Del. Norton Cites D.C. Statehood Progress


The two dozen or so Georgetown and West End Democratic activists were calm, cordial, almost happily optimistic on Feb. 21 as they munched appetizers and reacted to reports on the state of the District by Jack Evans and Eleanor Holmes Norton at the Avenue Suites hotel at 2500 Pennsylvania Ave. NW.

Evans is the longest serving Council member in D.C. history. Norton is starting her 15th term as a delegate to the U.S. House of Representatives.

Along with delegates from the territories of American Samoa, Guam, Mariana Islands, Puerto Rico and the Virgin Islands, Norton has full voting rights on the congressional committees of which she is an official member. She can introduce legislation and even chair subcommittees.

But delegates do not have the right to vote in the House chamber, since their jurisdictions are not states. And Congress still has a constitutionally mandated jurisdiction over many of the District’s affairs, since it is the “Seat of the Government of the United States” (U.S. Constitution, Article I, Section 8, Clause 17). The Home Rule Act of 1973 established the Council, which has much but not total local control.

For Norton, gaining full state status for (most of) the geographic area of the District is crucially important. The Constitution’s only geographic restriction about the District is that it “not exceed ten miles square.” For years, D.C.’s statehood movement has suggested that only the clusters of federal buildings, such as Capitol Hill, the National Mall and the White House area, be considered the federal district. All of the eight hometown wards could become the 51st state of the United States, represented by two senators and one representative.

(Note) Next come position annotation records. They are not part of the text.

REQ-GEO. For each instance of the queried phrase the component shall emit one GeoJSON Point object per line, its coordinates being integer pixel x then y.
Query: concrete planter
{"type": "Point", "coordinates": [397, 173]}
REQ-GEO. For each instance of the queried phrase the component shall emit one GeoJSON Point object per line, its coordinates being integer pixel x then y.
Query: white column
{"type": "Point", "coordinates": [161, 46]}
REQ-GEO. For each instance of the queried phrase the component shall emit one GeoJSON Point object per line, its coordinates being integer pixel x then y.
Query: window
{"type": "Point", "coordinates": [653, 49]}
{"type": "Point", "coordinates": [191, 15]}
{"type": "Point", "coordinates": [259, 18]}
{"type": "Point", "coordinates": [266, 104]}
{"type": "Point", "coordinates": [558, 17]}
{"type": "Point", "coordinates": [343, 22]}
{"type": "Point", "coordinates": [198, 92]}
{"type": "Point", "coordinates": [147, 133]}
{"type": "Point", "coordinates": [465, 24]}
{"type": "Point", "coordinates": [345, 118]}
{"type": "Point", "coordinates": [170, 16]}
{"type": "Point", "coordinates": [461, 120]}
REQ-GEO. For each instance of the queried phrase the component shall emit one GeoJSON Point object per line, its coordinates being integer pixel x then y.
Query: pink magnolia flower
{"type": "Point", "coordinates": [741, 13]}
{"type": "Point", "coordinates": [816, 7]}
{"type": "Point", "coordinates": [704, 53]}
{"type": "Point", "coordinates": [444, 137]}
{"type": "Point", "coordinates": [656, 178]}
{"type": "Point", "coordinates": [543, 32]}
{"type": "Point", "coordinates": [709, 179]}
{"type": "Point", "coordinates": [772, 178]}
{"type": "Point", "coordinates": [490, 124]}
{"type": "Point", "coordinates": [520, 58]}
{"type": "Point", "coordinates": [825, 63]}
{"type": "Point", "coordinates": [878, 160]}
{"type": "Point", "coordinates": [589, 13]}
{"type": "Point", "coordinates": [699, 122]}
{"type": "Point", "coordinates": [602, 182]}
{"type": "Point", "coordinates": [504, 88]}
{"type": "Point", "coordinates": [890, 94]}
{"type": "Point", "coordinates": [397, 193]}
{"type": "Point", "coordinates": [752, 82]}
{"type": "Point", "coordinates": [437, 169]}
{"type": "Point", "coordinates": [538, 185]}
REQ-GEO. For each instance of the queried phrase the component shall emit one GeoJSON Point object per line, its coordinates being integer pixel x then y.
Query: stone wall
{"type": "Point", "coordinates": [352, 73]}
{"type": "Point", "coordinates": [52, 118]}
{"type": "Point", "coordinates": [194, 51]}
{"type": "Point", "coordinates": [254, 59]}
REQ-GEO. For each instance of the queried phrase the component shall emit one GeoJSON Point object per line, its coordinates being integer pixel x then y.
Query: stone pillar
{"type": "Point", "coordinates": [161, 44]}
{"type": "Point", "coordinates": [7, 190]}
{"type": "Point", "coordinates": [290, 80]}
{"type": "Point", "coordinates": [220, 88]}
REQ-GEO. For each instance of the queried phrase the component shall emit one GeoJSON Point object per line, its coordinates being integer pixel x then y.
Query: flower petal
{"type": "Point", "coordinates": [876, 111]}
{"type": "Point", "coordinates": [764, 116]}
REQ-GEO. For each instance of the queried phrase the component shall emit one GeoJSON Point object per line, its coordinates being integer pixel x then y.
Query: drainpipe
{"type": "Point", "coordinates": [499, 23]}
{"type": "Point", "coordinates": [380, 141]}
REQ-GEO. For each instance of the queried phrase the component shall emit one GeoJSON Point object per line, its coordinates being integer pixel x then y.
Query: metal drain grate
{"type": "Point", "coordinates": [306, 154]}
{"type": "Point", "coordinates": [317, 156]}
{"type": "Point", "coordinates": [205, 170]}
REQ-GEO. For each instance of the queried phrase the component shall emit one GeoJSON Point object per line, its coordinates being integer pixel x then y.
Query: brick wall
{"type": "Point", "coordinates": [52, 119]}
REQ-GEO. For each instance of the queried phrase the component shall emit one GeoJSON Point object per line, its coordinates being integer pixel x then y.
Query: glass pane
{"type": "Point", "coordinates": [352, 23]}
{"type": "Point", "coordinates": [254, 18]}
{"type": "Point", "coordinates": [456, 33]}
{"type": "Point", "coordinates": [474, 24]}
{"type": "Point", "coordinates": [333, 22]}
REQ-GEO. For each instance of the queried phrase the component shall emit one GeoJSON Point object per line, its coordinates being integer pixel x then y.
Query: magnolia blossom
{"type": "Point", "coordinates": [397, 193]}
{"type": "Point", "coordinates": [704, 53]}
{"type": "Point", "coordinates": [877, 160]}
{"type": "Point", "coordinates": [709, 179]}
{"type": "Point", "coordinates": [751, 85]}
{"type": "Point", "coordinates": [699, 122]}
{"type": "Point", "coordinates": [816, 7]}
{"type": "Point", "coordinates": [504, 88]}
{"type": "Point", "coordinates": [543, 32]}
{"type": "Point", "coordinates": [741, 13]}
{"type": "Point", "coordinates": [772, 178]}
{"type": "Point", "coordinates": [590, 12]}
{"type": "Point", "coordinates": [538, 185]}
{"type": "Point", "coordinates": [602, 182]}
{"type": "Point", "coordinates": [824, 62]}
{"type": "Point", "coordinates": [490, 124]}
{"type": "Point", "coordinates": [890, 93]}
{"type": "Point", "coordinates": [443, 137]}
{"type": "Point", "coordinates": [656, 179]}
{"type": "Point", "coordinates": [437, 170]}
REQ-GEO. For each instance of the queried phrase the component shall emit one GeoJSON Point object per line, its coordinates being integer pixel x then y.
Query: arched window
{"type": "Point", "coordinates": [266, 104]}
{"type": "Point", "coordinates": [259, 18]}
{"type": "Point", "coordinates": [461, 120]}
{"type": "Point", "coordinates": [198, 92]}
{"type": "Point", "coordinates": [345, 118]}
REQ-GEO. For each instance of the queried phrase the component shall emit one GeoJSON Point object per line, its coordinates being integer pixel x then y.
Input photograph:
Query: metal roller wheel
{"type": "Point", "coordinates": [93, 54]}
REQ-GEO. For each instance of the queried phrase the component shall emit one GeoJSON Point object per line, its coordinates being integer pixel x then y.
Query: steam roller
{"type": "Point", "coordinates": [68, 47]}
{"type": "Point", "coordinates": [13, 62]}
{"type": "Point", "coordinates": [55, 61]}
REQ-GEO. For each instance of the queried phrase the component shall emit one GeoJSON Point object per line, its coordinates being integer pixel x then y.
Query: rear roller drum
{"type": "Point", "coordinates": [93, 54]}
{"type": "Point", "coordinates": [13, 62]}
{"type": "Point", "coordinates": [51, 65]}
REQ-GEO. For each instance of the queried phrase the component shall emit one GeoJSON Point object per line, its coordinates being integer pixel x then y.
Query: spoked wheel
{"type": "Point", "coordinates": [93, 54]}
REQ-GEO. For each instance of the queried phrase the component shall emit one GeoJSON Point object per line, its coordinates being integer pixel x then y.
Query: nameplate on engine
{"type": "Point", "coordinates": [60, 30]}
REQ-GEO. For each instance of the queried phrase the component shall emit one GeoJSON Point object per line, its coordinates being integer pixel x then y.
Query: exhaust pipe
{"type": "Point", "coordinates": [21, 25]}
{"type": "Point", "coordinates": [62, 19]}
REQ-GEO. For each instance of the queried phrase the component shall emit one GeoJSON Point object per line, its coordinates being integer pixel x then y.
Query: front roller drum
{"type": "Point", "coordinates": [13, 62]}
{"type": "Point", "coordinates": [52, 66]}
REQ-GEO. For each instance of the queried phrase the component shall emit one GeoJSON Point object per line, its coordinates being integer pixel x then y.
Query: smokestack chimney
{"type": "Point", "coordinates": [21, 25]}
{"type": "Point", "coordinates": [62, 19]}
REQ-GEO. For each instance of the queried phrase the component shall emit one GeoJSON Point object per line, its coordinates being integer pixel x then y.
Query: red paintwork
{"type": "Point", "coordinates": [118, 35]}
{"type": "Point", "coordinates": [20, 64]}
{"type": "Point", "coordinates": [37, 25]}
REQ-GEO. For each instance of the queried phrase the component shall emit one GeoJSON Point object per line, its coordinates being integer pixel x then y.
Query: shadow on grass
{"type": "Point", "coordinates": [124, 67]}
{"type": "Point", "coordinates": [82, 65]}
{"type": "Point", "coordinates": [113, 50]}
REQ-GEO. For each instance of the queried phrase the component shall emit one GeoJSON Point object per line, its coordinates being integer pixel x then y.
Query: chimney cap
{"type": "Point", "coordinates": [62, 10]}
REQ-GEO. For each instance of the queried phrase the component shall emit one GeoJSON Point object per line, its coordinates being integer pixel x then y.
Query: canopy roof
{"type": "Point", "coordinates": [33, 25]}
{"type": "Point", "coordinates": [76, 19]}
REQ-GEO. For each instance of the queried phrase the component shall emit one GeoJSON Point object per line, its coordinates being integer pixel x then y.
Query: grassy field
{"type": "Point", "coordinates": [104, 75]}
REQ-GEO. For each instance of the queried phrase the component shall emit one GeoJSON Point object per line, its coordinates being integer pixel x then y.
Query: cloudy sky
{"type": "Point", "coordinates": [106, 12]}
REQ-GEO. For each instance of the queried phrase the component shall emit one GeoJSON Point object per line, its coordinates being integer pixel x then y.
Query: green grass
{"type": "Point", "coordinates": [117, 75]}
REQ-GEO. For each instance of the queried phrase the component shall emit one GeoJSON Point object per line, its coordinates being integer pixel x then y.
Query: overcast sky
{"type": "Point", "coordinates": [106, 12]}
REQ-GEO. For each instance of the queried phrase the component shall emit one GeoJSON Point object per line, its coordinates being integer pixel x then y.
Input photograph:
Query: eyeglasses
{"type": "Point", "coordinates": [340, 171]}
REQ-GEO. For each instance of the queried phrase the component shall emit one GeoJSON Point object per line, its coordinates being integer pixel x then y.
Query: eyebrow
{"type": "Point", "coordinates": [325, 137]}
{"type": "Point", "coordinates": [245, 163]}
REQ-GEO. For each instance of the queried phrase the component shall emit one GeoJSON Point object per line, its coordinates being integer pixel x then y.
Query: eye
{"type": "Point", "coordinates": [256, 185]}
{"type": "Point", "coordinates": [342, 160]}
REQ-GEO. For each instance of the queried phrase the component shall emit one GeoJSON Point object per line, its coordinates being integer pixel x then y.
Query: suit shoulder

“There has been a lot of progress already towards statehood, now that the Democrats have taken back the majority of the Congress,” said Norton. She has introduced H.R.51, the Washington, D.C. Admission Act, and obtained a record 155 original cosponsors. “That’s more than the number of Democrats who voted for the first-ever floor vote on statehood in 1993,” she said.

“Even more, Speaker Nancy Pelosi has made strong public statements in support of the bill,” Norton pointed out. “It’s the most important step yet in getting a House floor vote on statehood.”

Of course, the bill would then have to be passed by the Republican-majority Senate and signed by President Trump. All that is unlikely in the highly partisan atmosphere of today, since D.C. votes almost entirely Democratic. Only four percent of the population voted for Trump in 2016 and there were fewer than five Republicans on the D.C. ballot for any office.

Recently, Washington Post editor Charles Lane proposed providing full congressional representation to D.C.’s 700,000-plus residents by placing its eight city wards in a new congressional district in Maryland called “Douglas County” (get it? — D.C.). The concept was pooh-poohed by Norton. “Old idea,” she said. “Would never be accepted by residents here. We want our own state.”

Meanwhile, Norton emphasized, “The selection of the committees I sit on is crucial to my being able to introduce and push legislation of interest to D.C. through Congress.” Currently, Norton is a full member of the House Committee on Oversight and Reform and the House Committee on Transportation and Infrastructure. She credits the latter with having pushed through the entire Wharf development project — “which next to statehood for D.C. was the most complicated and hardest thing I’ve ever done,” she commented during the opening of phase one of the Wharf in the fall of 2017.